Vor allem Reformen in der Verwaltung
Dass die Provisionen runter müssen, machte auch Johannes-Tobias Lorenz deutlich. Die Branche sollte endlich die „Vertriebskosten angehen“, forderte der Mitarbeiter des Beratungsunternehmens McKinsey. So hätten die Assekuranzen in den vergangenen Jahren vor allem Reformen im Bereich der Verwaltung durchgeführt. Doch die Ausgaben in diesem Bereich seien relativ gering, wenn man sie mit den Vertriebskosten vergleichen würde. So bezifferte Lorenz die Verwaltungsaufwendung der Branche für 2017 mit neun Milliarden Euro, während für den Vertrieb 21 Milliarden Euro ausgegeben wurden. Am Beispiel der Hausratversicherung - in der es nur private Verträge gibt - demonstrierte Lorenz die extremen Unterschiede in der Produktivität bei den Versicherern.

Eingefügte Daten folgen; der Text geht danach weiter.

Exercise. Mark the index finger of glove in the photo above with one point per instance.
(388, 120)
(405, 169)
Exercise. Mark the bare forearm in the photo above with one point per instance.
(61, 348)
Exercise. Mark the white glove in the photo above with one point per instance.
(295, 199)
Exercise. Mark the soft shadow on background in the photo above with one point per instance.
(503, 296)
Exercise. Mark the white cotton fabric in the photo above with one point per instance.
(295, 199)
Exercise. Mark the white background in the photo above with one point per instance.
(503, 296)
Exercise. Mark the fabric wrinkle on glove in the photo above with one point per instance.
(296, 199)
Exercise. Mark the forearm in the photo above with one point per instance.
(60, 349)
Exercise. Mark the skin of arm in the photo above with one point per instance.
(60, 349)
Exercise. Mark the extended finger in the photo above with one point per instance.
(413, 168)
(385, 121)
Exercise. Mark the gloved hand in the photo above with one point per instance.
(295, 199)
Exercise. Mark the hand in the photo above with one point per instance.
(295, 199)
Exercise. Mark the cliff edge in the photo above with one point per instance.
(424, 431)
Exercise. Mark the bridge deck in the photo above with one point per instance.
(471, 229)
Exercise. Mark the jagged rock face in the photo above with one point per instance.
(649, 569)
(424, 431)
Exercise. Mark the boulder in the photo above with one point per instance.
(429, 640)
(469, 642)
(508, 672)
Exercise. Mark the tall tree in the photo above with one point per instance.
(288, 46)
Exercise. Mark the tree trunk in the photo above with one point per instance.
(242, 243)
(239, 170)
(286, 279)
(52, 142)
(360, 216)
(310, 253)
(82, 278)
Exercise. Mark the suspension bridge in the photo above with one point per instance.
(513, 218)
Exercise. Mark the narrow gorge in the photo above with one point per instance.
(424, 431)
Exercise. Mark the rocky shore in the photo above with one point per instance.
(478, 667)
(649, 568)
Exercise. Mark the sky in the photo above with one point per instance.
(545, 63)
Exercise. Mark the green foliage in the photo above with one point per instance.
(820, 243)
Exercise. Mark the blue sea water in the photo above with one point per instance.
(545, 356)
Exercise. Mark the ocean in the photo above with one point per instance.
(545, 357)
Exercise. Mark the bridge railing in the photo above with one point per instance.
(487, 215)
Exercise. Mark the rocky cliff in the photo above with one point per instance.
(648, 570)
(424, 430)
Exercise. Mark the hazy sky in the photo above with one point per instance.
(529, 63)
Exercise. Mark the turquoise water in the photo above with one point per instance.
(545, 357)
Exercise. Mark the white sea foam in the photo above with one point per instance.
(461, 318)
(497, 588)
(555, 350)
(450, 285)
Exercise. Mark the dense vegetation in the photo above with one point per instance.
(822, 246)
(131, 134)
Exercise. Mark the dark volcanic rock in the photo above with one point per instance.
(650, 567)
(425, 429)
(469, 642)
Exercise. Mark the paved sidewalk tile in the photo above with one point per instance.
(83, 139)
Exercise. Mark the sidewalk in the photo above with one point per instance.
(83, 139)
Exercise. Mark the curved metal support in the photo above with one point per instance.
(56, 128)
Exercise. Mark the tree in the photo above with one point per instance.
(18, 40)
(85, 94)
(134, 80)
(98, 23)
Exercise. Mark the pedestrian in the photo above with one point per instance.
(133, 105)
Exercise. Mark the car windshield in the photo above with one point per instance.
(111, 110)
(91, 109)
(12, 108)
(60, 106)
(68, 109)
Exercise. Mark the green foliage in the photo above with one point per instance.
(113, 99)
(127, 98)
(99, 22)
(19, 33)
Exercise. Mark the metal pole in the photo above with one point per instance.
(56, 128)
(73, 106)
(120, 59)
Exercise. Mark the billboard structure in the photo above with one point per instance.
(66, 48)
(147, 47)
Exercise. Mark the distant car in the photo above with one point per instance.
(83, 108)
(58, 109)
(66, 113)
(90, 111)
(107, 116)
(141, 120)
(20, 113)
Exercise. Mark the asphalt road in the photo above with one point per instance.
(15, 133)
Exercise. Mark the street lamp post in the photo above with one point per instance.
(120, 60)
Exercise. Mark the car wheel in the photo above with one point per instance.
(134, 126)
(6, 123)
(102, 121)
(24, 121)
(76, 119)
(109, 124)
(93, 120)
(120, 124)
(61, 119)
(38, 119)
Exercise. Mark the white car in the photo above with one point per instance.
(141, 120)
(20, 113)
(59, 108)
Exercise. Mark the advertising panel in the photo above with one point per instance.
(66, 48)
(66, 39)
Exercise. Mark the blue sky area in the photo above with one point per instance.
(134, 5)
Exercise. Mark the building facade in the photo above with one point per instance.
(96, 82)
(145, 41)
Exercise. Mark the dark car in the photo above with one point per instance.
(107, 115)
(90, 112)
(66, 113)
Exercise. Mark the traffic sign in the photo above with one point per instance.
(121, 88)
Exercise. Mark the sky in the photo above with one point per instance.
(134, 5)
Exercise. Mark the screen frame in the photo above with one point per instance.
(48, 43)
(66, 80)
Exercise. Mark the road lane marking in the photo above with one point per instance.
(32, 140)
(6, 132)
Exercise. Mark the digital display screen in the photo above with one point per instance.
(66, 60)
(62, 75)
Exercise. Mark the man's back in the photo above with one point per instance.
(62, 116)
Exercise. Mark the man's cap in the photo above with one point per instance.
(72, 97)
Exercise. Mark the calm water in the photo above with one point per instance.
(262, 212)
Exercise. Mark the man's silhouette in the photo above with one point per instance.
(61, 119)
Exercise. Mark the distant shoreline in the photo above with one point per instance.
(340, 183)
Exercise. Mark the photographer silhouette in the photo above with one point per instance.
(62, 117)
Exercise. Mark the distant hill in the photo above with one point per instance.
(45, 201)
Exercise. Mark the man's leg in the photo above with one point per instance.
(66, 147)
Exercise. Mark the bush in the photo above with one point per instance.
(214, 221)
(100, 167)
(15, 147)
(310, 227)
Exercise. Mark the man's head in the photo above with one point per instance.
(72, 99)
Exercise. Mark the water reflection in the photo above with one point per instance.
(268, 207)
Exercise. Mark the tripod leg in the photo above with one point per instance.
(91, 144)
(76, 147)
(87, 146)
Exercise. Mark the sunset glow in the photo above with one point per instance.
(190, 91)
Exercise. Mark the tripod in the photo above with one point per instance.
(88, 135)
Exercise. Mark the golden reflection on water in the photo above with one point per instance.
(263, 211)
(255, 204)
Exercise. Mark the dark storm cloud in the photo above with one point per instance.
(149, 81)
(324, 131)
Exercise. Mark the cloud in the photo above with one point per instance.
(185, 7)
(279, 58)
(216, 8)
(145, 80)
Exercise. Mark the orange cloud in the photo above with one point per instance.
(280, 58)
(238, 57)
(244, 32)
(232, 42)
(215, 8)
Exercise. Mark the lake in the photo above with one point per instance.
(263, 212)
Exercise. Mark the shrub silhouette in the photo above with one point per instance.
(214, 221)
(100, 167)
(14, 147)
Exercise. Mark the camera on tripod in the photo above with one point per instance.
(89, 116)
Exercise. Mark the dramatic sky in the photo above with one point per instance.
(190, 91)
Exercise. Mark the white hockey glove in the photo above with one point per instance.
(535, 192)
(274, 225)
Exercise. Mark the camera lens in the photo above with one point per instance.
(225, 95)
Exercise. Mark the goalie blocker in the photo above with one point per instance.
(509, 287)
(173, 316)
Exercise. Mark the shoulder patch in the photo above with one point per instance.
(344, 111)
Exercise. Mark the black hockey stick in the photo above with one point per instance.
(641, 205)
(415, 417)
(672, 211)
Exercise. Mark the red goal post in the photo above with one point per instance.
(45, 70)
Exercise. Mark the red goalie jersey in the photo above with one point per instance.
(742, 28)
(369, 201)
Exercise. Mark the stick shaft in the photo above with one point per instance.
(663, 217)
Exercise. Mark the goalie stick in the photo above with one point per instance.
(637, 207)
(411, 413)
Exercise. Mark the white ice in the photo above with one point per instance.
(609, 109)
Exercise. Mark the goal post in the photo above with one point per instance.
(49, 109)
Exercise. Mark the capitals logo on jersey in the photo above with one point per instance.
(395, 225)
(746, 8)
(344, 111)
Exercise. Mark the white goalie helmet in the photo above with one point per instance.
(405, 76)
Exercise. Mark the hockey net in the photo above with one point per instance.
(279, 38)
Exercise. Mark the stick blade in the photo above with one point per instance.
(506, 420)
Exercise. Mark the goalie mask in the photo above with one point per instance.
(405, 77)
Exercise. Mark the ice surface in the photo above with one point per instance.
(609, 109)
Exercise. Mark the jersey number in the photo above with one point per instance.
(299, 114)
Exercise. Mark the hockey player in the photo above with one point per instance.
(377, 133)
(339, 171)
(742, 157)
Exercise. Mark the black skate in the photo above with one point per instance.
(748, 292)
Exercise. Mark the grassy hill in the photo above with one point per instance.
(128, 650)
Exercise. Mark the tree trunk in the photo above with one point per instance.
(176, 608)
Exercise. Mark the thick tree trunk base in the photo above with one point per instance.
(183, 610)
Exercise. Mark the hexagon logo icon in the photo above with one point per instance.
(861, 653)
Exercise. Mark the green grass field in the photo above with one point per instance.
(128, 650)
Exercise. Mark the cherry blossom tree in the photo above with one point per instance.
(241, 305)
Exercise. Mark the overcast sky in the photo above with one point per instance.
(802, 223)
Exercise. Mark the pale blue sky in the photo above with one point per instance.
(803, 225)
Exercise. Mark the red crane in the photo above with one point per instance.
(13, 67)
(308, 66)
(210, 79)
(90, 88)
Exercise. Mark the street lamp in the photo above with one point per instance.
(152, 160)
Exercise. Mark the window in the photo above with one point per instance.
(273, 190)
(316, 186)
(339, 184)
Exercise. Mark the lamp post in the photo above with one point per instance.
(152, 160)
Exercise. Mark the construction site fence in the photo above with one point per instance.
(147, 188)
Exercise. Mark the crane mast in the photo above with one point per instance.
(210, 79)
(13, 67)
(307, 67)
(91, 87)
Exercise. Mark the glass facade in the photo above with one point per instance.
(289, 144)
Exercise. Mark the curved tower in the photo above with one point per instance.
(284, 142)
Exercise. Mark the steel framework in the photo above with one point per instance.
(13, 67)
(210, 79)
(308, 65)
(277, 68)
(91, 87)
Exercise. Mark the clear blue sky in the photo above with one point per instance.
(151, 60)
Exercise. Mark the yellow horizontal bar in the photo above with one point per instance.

Während viele Versicherer im Schnitt für Verwaltung und Akquise zwischen 50 und 40 Euro pro aktiven Vertrag ausgeben, erreichte beispielsweise die Cosmos Direkt zwischen 2010 und 2015 Stückkosten in Höhe von 22 Euro und die DA Direkt von 19 Euro. Noch besser steht die Huk24 da. Sie benötigt lediglich neun Euro.
Noch lange klassischer Verkauf zu erwarten
Trotzdem werden nach Einschätzung des Beraters Versicherungen noch lange Zeit klassisch verkauft werden. Dies zeige auch ein Blick nach Großbritannien, wo durch hohe Kosten für Berater der Online-Vertrieb am stärksten ausgeprägt sei. Selbst hier würden im Kfz-Bereich bisher nur 55 Prozent der Verträge direkt online verkauft. "In 45 Prozent der Abschlüsse spielen Vermittler weiterhin eine Rolle", so Lorenz. Bei Hausrat gelte das noch für 49 Prozent aller Policen und in Leben sogar für einen Anteil von 62 Prozent am Neugeschäft. Trotzdem müssen die Versicherer schon heute "alle Kanäle spielen". Sie sollten sich aber nicht verzetteln, sondern den digitalen Wandel aus einer ganzheitlichen Unternehmensphilosophie einleiten.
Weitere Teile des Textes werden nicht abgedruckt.